Olympic security net closes around rights activistsJuly 22nd, 2008 - 10:15 am ICT by IANS
Beijing, July 22 (DPA) Dozens of rights activists and dissidents have been detained in the last few months in China as the government intensified its efforts to pre-empt chances of protests during next month’s Olympics, human rights groups said. Among those was Huang Qi, the operator of a popular website on missing people and injustice, who was formally charged with “illegal possession of state secrets” July 18 in the southwestern city of Chengdu. Huang was released from prison in June 2005 after serving more than two years of a five-year sentence for “inciting subversion of state power,” China Human Rights Defenders (CHRD) reported.
He resumed his work since leaving prison and the new charges were apparently linked to him giving information to foreign journalists about protests by families of children who died in the Sichuan earthquake in May.
The US-based Dui Hua Foundation said the arrest of prominent dissident Hu Jia, who was sentenced to three-and-a-half years in prison for subversion in April, “cannot escape being connected to the Olympics”.
Two more activists, Yuan Xianchen and Liu Jiangjun, were detained in July on suspicion of “inciting subversion of state power,” CHRD said.
Yuan’s arrest was thought to be linked to his helping the already jailed Yang Chunlin to collect signatures for an the open letter saying, “We want human rights, not the Olympics.”
“Less than a month before the Beijing Olympics, the Chinese government is taking security measures against activists and potential protesters on a scale unseen since the period immediately after the Tiananmen massacre in 1989,” CHRD said.
US-based Human Rights in China also said Chinese authorities had “significantly escalated and broadened their systematic crackdown on rights defence activities, religious and cultural expression, and critical voices.”
“The efforts of the authorities to maintain control now include targeting health care activists, religious practitioners, and parents grieving for their dead children (after the Sichuan earthquake),” the group said.
“The month of June in particular saw an upswing in the instance and severity of crackdowns,” it said.
“We are witnessing the proliferation of serious human rights abuses committed under the banner of the official ‘Olympics stability drive,’” said Human Rights in China’s executive director Sharon Hom.
The pre-Olympic surveillance and control are also used to keep activists from other areas away from Beijing.
“I’m sure they will interfere if I try to come (to Beijing),” Yao Lifa, a well-known legal activist said by telephone from the central province of Hubei. Yao said extra security officers were posted near his apartment and usually followed home whenever he went out.

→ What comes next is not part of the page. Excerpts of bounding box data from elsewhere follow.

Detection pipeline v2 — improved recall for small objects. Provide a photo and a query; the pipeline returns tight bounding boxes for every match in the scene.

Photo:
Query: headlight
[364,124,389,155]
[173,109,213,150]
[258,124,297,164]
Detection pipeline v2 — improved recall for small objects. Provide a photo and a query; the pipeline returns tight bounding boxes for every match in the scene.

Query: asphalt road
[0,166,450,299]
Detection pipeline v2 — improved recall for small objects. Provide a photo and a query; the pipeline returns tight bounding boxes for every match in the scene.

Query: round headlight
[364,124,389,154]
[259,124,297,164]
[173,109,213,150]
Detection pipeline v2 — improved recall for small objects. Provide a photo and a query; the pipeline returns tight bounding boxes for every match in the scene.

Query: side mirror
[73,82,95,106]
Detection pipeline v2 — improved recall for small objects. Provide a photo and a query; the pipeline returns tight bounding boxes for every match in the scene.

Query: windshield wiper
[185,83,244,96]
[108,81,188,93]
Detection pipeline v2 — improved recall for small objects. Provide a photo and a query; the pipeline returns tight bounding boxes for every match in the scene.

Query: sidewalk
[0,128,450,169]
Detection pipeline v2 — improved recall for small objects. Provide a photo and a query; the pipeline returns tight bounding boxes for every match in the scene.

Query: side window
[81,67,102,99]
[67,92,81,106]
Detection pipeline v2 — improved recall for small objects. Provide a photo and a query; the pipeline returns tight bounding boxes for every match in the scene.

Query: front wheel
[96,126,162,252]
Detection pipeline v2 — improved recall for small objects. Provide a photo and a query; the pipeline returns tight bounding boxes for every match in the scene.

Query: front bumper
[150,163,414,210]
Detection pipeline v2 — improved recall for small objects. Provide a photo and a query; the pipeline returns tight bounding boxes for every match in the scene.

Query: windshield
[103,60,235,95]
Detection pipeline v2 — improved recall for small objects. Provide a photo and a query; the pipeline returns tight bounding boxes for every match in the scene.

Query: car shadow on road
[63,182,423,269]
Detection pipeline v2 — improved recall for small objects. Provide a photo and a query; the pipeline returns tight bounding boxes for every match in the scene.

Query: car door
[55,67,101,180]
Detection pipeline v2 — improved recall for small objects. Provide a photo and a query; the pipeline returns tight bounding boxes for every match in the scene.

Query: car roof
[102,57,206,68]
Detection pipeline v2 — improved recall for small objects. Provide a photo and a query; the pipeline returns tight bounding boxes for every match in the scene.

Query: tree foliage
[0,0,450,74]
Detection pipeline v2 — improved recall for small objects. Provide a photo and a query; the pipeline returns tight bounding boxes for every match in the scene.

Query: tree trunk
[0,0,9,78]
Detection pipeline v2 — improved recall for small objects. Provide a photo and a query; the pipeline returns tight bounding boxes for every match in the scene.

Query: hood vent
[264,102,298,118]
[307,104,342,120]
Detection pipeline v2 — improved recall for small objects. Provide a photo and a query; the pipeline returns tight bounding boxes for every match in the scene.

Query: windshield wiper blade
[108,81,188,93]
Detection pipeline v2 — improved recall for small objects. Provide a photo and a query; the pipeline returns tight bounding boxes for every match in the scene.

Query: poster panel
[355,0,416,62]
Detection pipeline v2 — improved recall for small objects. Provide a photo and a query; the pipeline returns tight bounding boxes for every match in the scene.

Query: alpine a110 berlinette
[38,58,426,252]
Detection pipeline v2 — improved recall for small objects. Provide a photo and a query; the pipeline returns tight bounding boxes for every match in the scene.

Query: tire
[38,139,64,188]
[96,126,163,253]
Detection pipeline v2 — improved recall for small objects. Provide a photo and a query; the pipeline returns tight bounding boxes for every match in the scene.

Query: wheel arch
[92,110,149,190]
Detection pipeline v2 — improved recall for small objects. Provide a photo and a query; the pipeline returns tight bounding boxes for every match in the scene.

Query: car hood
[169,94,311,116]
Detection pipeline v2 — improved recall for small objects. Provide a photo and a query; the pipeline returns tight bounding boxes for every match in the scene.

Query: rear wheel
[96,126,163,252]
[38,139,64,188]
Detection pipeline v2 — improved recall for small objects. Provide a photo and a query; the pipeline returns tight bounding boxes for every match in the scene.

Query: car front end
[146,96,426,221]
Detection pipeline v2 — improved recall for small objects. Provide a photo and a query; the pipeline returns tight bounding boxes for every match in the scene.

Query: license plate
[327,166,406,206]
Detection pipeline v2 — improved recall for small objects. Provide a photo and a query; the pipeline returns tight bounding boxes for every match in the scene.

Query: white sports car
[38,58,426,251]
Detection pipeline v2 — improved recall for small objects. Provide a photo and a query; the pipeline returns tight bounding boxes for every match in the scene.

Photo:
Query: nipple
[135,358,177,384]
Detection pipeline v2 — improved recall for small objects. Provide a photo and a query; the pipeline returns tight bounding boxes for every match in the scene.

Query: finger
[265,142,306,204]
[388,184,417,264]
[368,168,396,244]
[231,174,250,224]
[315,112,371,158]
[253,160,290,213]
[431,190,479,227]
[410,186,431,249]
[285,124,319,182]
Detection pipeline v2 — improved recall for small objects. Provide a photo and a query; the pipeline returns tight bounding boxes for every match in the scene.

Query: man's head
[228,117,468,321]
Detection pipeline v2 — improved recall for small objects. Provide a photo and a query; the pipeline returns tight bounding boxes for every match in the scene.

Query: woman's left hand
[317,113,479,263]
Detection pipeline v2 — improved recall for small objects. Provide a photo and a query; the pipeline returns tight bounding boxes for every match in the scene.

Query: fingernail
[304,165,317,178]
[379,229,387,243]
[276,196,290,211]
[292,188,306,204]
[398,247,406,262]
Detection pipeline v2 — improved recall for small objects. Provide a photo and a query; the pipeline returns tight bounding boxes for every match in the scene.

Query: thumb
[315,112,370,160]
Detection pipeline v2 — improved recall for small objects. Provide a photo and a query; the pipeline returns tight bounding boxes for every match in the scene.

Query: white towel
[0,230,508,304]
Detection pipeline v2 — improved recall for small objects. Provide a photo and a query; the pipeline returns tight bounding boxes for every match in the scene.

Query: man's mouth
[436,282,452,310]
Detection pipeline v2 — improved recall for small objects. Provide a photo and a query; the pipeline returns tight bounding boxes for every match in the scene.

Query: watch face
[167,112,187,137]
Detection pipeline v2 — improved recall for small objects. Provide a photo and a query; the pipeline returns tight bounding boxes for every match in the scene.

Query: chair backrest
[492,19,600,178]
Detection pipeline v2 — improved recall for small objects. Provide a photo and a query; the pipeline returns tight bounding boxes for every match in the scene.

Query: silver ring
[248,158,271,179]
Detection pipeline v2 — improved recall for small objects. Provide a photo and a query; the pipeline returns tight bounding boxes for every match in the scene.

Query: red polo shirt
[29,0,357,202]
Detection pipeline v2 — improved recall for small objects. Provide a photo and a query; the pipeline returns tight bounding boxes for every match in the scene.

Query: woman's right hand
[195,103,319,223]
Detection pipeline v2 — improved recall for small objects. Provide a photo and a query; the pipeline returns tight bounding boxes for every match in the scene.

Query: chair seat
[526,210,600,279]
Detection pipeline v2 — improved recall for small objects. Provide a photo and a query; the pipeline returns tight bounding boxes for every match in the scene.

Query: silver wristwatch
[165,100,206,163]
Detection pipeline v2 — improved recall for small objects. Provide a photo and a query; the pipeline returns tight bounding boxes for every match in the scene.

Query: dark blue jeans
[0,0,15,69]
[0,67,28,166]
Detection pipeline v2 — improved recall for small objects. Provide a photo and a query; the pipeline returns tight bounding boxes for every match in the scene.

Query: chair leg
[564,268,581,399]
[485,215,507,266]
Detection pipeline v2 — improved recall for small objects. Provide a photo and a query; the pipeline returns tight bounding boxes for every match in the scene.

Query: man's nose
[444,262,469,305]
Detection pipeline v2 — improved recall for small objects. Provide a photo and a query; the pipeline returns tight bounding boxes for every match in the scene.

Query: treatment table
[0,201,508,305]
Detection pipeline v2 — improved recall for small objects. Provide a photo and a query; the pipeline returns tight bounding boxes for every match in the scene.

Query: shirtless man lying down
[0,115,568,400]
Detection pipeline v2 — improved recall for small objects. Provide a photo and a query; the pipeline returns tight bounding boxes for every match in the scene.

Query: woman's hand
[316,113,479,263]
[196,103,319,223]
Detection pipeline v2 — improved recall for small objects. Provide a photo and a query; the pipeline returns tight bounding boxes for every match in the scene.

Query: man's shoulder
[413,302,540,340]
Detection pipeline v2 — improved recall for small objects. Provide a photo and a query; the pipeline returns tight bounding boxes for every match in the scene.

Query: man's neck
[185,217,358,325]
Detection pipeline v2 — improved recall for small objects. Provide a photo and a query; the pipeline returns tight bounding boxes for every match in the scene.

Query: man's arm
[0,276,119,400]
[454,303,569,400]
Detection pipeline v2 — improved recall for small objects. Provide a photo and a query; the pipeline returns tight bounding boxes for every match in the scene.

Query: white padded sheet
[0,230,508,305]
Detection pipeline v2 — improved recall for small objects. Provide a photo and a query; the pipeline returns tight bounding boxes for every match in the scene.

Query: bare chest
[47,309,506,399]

“Their surveillance is very open,” he said, adding that he believed the extra control was mainly because of the Olympics.
Beijing-based dissident writer Liu Xiaobo was among several activists who were harassed in early June because they tried to organize a public mourning of the victims of the military crackdown on the 1989 pro-democracy protesters.
“Previously, I thought the human rights situation would improve as they promised,” Liu said when asked about the potential impact of the Olympics.
“But now it seems not,” Liu told DPA.
The neighbourhood committees are the eyes and ears of the police and the ruling Communist Party in residential communities. These committees have stepped up their monitoring role for the Olympics, joining at least 100,000 police, 200,000 security guards and hundreds of thousands of “social volunteers”.